Petra Rautiainen est née en 1988 en Finlande. Elle s’intéresse à la représentation du peuple Sami dans les médias et en fait l’objet de sa thèse. Un Pays de neige et de cendres a été traduit en douze langues. Sébastien Cagnoli s’est chargé de la traduction en français. Il a également traduit Purge, le célèbre roman de Sofi Oksanen. Une référence et un gage de qualité.

un pays de neige et de cendres petra rautiainen

Un récit historique entre réalité et fiction

On se rend compte au bout de quelques pages que si on n’est pas un tant soit peu informé sur le contexte historique de ce récit, on va avoir du mal à comprendre. Je me suis donc livrée, pour vous, à un petit travail de synthèse.

Au-delà du cercle polaire arctique, au nord de la Norvège, de la Suède, de la Finlande et sur la presqu’île de Kola en Russie vivent, quelque 70 000 Samis.

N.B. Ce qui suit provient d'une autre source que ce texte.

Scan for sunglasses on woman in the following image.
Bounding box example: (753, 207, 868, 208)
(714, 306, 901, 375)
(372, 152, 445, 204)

Samis, et pas Lapons, comme on les nomme communément. En effet, Sami vient de Sapmi qui désigne l’ensemble de leurs territoires et Lapon se rapproche du finnois lapp plus ou moins synonyme de « porteur de haillons ». Les Samis sont unis par une même langue finno-ougrienne (mais qui comprend neuf dialectes) et une même histoire vieille de plus de dix mille ans. C’est un peuple féru de chasse, de pêche, de cueillette et d’élevage transhumant de rennes. Cependant, au cours des siècles, le protestantisme, la colonisation, le libre-échange, le progrès ont transformé leur réalité. Au Finnmark, la puissance de la Terre est une évidence. L’hiver, « la nuit polaire enveloppe tout, les aurores boréales enflamment le ciel de rouge profond, de vert tendre, de blanc laiteux ». L’été, le soleil de minuit brille. Fascinant sur le papier et les photographies, plus délicat pour ceux qui ont du mal à trouver le sommeil, « certains ne se font pas au jour, d’autres à la nuit ».

Ce récit s’attache à un moment historique particulier : la seconde guerre mondiale en 1944, et en parallèle, la guerre de continuation évoquée dans le roman par le journal de Vaïno, interprète au camp d’Inari. La recherche d’Inkeri Lindqvist à Enontekiö s’étend de 1947 à 1950.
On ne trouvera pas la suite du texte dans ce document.